Ekspert obawia się meczu z Anglią. Mówi o łomocie!
Dodał: Futbol.pl
Data dodania: 29-03-2021 20:43
70-krotny reprezentant Polski Piotr Świerczewski nie został chyba fanem Paulo Sousy. Po dwóch pierwszych portugalskiego trenera w roli selekcjonera reprezentacji Polski - 3:3 z Węgrami i 3:0 z Andorą - popularny "Świr" obawia się na Wembley "łomotu" od Anglii w środowy wieczór!
Na pewno na Wembley Polska zagra osłabiona brakiem Roberta Lewandowskiego, który doznał kontuzji kolana oraz zakażonych koronawirusem Mateusza Klicha, Łukasza Skorupskiego oraz jeszcze jednego piłkarza, który pozytywny wynik otrzymał w poniedziałek!

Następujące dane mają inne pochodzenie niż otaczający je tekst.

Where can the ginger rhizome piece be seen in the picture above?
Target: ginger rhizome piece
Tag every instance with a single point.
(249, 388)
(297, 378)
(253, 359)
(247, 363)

Piotr Świerczewski nie ma wątpliwości, że największym osłabieniem jest brak Lewandowskiego. - Na Wembley nie będziemy mieli wielu okazji i do tego przydałoby się mieć na boisku takiego strzelca. Musimy się dostosować do sytuacji. Nie jest tak, że bez niego nie wyjdziemy na boisko. Choć to lider i kapitan, który potrafi zrobić coś z niczego i byłby nam bardzo potrzebny - stwierdził były kapitan kadry w rozmowie ze Sport.pl.
Świerczewski nie ma też złudzeń, że jeśli Sousa zdecyduje się z Anglikami na ustawienie, jakie wybrał na Andorę, to nie będzie "zmiłuj". - To była tylko Andora i po takim meczu te wszystkie błędy można wybaczyć. Z Anglią to na pewno nie wypali. To było nijakie ustawienie i jeśli wyjdziemy tak na Wembley, to może nas czekać sromotny łomot - dodał były reprezentant Polski.
Mecz Anglia - Polska w środę (31.03) o 20:45.